Aparentemente, la bendición de la Unesco le ha dado a George Town y sus muelles una bocanada de aire. Establecido como la base de los estrechos para la Compañía Británica de las Indias Occidentales en 1786, este enclave atrajo oleadas de artesanos, navegantes y comerciantes durante el siglo XIX y a principios del XX. Pescadores y porteadores de la provincia de Fujian, al sur de China, forjaron un enclave sobre el aclamado paseo marítimo. Cada familia, o clan, ocupó su propio muelle y los asentamientos improvisados crecieron al tiempo que los familares emigraron y se sumaron a las casas flotantes interconectadas por una pasarela de madera.

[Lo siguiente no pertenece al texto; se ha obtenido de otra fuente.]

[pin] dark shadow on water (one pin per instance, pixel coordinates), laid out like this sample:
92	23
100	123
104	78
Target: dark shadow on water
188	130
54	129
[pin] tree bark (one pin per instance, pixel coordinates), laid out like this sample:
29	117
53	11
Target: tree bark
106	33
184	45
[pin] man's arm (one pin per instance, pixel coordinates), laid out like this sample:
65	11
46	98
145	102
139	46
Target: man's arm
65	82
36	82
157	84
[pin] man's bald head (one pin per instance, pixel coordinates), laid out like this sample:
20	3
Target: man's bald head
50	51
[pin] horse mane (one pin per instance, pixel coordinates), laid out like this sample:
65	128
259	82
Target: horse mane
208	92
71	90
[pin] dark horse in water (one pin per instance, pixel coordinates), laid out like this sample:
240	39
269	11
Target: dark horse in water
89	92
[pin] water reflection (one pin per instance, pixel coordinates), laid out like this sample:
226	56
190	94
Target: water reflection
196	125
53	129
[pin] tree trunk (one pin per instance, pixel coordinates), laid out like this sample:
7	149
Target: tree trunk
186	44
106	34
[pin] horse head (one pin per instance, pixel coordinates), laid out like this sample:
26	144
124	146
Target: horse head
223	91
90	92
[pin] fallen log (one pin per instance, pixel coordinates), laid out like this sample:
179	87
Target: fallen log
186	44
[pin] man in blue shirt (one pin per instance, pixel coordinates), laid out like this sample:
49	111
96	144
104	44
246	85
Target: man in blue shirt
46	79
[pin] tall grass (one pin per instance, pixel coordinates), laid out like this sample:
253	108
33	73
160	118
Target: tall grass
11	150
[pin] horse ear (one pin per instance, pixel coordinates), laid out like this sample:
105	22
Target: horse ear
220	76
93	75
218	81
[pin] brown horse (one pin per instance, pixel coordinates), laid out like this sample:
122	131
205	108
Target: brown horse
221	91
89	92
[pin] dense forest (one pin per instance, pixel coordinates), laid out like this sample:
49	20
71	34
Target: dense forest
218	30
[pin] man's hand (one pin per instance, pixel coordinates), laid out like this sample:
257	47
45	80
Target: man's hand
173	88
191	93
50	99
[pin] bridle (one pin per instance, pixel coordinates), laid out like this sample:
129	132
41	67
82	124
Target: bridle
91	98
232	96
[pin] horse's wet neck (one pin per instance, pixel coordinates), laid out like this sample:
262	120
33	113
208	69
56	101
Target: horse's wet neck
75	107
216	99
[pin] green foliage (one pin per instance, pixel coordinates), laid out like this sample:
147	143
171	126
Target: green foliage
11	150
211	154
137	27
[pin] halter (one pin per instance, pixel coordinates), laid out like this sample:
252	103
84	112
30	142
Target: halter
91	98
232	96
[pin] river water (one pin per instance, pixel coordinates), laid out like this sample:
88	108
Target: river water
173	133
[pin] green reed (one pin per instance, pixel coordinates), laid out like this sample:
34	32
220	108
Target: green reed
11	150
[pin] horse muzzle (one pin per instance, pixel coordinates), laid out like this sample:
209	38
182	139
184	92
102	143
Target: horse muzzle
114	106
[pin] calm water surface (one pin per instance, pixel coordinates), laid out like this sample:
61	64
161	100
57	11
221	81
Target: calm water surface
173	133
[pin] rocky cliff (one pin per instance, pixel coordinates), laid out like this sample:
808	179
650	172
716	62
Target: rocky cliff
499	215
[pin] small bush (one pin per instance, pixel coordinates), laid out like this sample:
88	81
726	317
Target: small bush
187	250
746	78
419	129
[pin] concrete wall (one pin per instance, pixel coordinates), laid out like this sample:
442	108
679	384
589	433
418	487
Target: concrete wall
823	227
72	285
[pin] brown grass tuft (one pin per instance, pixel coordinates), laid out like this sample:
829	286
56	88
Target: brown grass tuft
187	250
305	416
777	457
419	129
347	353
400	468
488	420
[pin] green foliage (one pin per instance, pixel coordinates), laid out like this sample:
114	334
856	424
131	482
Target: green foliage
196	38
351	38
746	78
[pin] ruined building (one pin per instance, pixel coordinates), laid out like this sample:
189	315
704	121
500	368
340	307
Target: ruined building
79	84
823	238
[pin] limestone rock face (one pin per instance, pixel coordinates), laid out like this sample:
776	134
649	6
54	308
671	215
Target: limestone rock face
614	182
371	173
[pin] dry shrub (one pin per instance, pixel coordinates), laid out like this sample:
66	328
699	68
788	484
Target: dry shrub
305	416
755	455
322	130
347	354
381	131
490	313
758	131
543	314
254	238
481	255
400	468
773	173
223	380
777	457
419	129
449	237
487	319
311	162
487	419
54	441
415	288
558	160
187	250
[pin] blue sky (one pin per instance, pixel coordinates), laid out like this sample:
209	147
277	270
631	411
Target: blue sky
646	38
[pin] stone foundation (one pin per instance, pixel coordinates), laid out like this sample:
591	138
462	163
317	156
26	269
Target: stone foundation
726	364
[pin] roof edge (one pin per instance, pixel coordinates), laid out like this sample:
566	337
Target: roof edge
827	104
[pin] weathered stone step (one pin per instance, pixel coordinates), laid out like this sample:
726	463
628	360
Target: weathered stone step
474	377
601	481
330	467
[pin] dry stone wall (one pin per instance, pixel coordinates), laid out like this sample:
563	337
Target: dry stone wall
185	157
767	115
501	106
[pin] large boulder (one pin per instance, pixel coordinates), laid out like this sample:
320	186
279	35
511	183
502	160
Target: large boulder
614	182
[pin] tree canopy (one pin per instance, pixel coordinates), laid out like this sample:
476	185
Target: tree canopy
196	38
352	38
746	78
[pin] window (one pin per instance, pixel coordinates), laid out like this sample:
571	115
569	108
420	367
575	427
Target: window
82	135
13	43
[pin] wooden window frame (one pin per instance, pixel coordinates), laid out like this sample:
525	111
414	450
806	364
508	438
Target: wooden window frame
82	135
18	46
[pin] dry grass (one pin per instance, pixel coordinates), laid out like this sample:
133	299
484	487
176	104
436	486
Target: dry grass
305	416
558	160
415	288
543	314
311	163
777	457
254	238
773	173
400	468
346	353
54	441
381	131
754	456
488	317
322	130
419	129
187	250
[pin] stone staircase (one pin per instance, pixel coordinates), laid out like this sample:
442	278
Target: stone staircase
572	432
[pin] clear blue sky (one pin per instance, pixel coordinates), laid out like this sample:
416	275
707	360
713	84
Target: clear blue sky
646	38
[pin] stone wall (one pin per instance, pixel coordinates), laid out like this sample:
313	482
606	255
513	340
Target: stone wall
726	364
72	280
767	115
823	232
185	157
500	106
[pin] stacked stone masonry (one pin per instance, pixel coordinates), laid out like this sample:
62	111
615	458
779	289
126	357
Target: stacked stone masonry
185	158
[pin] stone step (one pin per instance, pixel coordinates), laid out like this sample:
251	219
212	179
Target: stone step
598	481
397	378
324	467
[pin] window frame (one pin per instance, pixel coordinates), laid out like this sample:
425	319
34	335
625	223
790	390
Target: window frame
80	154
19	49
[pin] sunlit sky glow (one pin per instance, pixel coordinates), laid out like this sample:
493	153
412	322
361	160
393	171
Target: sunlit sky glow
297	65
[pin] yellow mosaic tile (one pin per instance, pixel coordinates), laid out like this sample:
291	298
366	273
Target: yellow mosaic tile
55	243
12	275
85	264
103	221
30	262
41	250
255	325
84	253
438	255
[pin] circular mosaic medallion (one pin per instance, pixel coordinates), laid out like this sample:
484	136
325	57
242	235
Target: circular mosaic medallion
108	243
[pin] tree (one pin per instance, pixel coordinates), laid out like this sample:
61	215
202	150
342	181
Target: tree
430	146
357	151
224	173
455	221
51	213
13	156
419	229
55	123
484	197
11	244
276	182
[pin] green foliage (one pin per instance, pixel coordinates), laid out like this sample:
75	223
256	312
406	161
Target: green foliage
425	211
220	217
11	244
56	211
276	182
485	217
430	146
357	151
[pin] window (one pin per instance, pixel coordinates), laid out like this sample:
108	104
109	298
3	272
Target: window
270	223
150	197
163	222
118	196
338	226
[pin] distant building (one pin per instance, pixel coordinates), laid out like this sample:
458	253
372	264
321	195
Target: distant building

Cuando George Town perdió su estatus de puerto libre en 1969, la ciudad entró en declive, destruida por una elevada tasa de desempleo durante cerca de 30 años. Tras la calificación de la ONU, George Town ha experimentado un renacimiento como paraíso turístico: entre seis y siete millones de personas se alojan al año en los hoteles de la ciudad. Los muelles, infravalorados durante tanto tiempo como una favela ocupada por el juego ilegal, se han convertido de pronto en una destacada atracción.

Jo Caust, profesora asociada de la Universidad de Melbourne, afirma que el estatus de patrimonio de la humanidad puede resultar “un arma de doble filo”. A menudo los gobiernos, ansiosos por sacar dólares de la historia de la arquitectura, ven esta calificación como una posible “gallina de los huevos de oro”, según argumentó a principios de este año en el Journal of Cultural Heritage. Y aunque la reorientación hacia el turismo puede ayudar a revitalizar comunidades, si no existen los suficientes planes de gestión, el turismo puede finalmente destrozar un lugar.

“Las comunidades afectadas por el turismo descontrolado en Europa están actualmente intentando luchar contra sus efectos destructivos. El impacto en un país del tercer mundo probablemente sea mucho mayor”, cuenta Caust. “¿Cuál es la motivación que hay detrás del desarrollo y el logro de esta categoría? ¿Ganar más dinero o la protección del patrimonio cultural?”.

Clement Liang, miembro del Penang Heritage Trust que ayudó a presionar para la inclusión de los muelles de George Town en el patrimonio de la humanidad, reconoce que cuando existen intereses comerciales, estos “superan la noción idealista de preservar el carácter de un lugar patrimonio de la humanidad”.

La Unesco promueve cada vez más la idea de “turismo sostenible”, e incluso nombró el año 2017 como Año Internacional del Turismo Sostenible para el Desarrollo. Pero los expertos en patrimonio afirman que el objetivo es más teórico que práctico.

“Actualmente la Unesco no tiene unas directrices claras o métodos efectivos para controlar la comercialización de los lugares patrimonio de la humanidad y su enfoque en la sostenibilidad es más un ejercicio verbal que algo aplicable”, asegura Liang. El Penang Heritage Fund afirma que el futuro de los muelles recae en última instancia sobre las manos de los líderes de los clanes.

Los residentes, sin embargo, no están unidos en cuanto al futuro de la zona: algunos han visto la transformación comercial de Chew Jetty con envidia y otros con horror. Obviamente no todos los residentes, especialmente la generación más joven, comparten la nostalgia por las casas antiguas y difíciles de mantener que no tienen ni siquiera servicios básicos como el sistema de alcantarillado.

Ang Huah, guía turístico y residente en Lim Jetty, afirma que él opta por no llevar a gente al enclave más tranquilo que tiene su clan, y sí a los Chew. “Es un bullicio constante y la gente ni siquiera compra cosas”.

A Siew Pheng, que dirige una red de alojamiento con familias locales, le preocupa que si los clanes no toman una decisión sobre cómo manejar el boom del turismo, “la identidad y la historia de este sitio desaparecerán”.

Según ella, una de las posibles propuestas consistiría en introducir una tarifa de entrada para ayudar a limitar el número de visitantes y crear un fondo para mantener y renovar los muelles, favoreciendo su ocupación. Aunque cree que la comercialización del muelle de su clan no se puede revertir, opina que los residentes tienen que hacer más para asegurarse de que los muelles se mantienen y mejoran por el bien de los residentes, no solo de los turistas. “Solo nosotros podemos preservar este lugar. Ahora tenemos que decidir cómo gestionarlo”, afirma.